Sonnets To Orpheus I, 3

by R. M. Rilke
translated by H. Landman


A god can do it. How do you expect
a man to squeeze on through the lyre and follow?
His mind is torn. Where heartways intersect,
you won't find any temple to Apollo.

True singing, as you teach it, isn't wanting,
not wooing anything that can be won;
no, Singing's Being. For the god, not daunting.
But when are we? And when will he then turn

into our being all the Earth and Stars?
It isn't that you love, child, even if
the voice exploded from your mouth - begin

forgetting, that you sang. That disappears.
To sing in truth is quite a different breath.
A breath of void. A gust in the god. A wind.

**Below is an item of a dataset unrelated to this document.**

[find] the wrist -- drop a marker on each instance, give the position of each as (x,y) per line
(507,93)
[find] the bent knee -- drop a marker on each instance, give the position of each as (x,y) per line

Ein Gott vermags. Wie aber, sag mir, soll
ein Mann ihm folgen durch die schmale Leier?
Sein Sinn ist Zwiespalt. An der Kreuzung zweier
Herzwege steht kein Tempel für Apoll.

Gesang, wie du ihn lehrst, ist nicht Begehr,
nicht Werbung um ein endlich noch Erreichtes;
Gesang ist Dasein. Für den Gott ein Leichtes.
Wann aber sind wir? Und wann wendet er

an unser Sein die Erde und die Sterne?
Dies ist nicht, Jüngling, daß du liebst, wenn auch
die Stimme dann den Mund dir aufstößt, - lerne

vergessen, daß du aufsangst. Das verrinnt.
In Wahrheit singen, ist ein andrer Hauch.
Ein Hauch um nichts. Ein Wehn im Gott. Ein Wind.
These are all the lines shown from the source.